Set in the early eighties, KGF is a period drama that narrates the century-old history of the oppressed fighting against the oppressor.
While Garuda, the oppressor (antagonist) in the prequel, gets killed by Rocky, the sequel narrates how Rocky turns out to be an uplifter of the oppressed labourers of KGF. He builds an indestructible empire with his native thinking. It is here Rocky faces his biggest foe, Adheera. In the melee, the protagonist (and the audience) learn more about his past.
There are political undertones as well. The (then) Indian government sees him as a ‘potential’ threat to law and order. There is a conspiracy to overthrow the elected government as well. Enemies bay for his blood and conspire for his downfall. The road turns red with blood flowing freely while Rocky continues his quest for unchallenged supremacy.
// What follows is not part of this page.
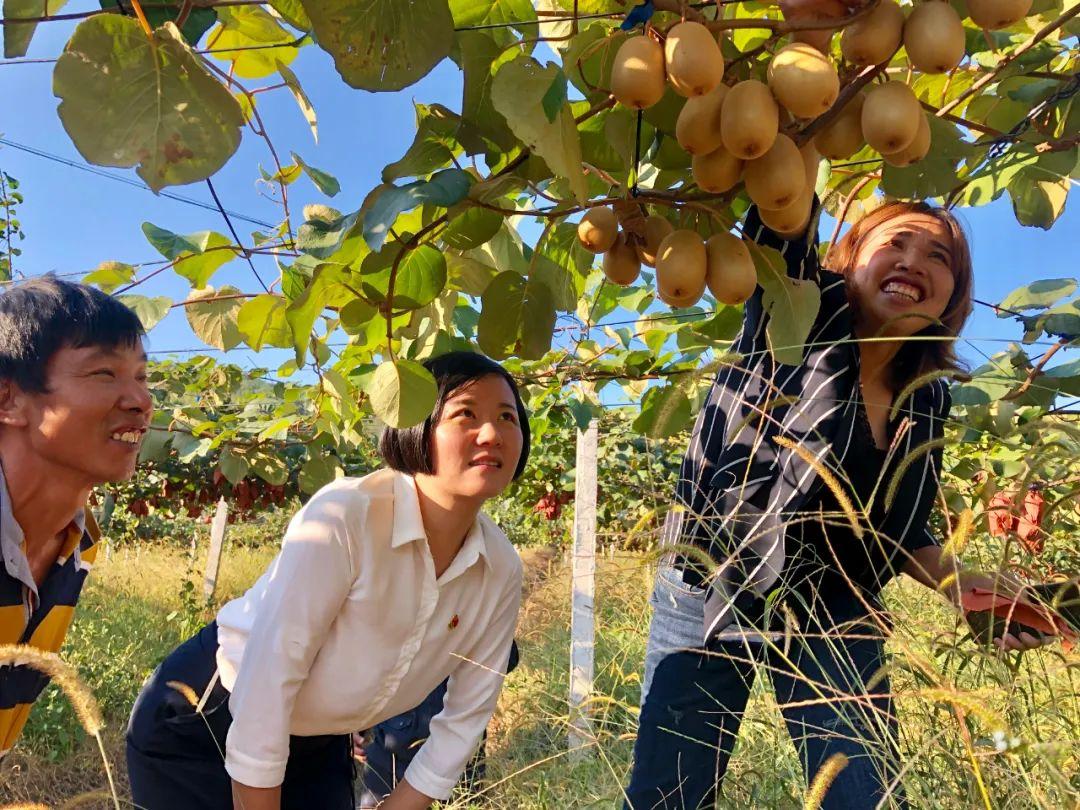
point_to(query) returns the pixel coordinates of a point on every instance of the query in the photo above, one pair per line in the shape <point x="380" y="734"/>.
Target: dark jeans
<point x="696" y="698"/>
<point x="176" y="756"/>
<point x="391" y="745"/>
It is hard to be slightly alarmed by the romanticisation of such violence all around. As the narration moves on, the body count increases as bullets hit targets and machetes cut human beings into pieces. (Neel uses all modern warfare in the film).
Rocky makes a mockery of democracy by directly entering the Prime Minister’s chamber and threatening her and even entering Parliament session, eliminating an elected representative with the PM deploying the Army to tame Rocky Bhai makes the audience wonder whether the film is set in a democratic society or not.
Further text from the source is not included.